When I first came to Auckland, in 1973, a Christian of a little over two years, I was very fortunate to make friends with Richard Flinn and Ross Jackson. They two were post-grad students at Auckland University (Richard was doing political studies, Ross chemistry), i.e. a newly-minted lecturer, and still a post-grad student myself, working on my PhD in linguistics. I was keen to know more of my faith; they of theirs. Ross, and, I think, Richard, had been brought up Baptists. I, of course, was a convert, but was, then, a Baptist. By the time I left New Zealand for Yap in 1976, I was Reformed. Ross had either become Reformed by then, or was on the way.
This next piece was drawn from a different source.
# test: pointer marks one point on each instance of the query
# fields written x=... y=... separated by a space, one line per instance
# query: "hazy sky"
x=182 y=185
And Richard had left to do a theology degree at the Reformed Theological Seminary in Jackson, Mississippi, and, unsurprisingly, returned to Auckland Reformed and was ordained a minister. Mangere Reformed Church planted the North Shore Reformed Church as a missionary initiative, with Richard as minister. So when we returned from Yap, with the intention, under Richard's sponsorship, of starting a Reformed Church in Pukekohe, it was, naturally, the North Shore Reformed Church that was our missionary sponsor. Thus, on our return, our membership was transferred from Avondale Reformed Church, where it had been, officially, during our eight years in Yap.
Every Sunday we bundled our four children into the Morris Oxford, and set off for the 65 Km trip to church in the North Shore - including the hour-and-a-half service, three and a half hours were involved. The chilly bin in the boot with sandwiches and drinks was a fixed institution. We were excused, because of distance, from the evening service.
I keenly recall the first few times that we attended church there. I think, now - alas, I paid too little attention to their feelings at the time - that it was distressing for the children, particularly Johnny and Helen. To be brought into the society of strangers of your own age, who all know one another well, is a challenge for all of us. For young people, old enough to recognise the fact that 'them vs us' is important, but not old enough to have developed their own ways of dealing with new situations, it is doubly challenging. For our children, brought up until that point in an environment in Yap where their association with others was almost exclusively limited to their own family and family friends, it must have been, at least, bewildering. I recall one or two things that support this: Helen's evident real fear, when we would get out of the car, of being separated from us - of being left behind, I think!; Adele's reversion - she was only eighteen months old - to a diet exclusively of breast milk and mashed bananas, though she had been eating commercial baby food for a long time before that.
We continued to drive to the Shore to church through, I think, to mid-1986 - or it may have been mid-1987? - when Michael, Richard's brother, had been ordained and was to become our minister. We began meeting in the St John's Ambulance Hall in Pukekohe. Our driving to the Shore was at an end.
We had also now to deal with the question of home-schooling. Yap presumably had compulsory education laws. We never had to deal with them. We just home-schooled our children from the start. New Zealand was a different matter.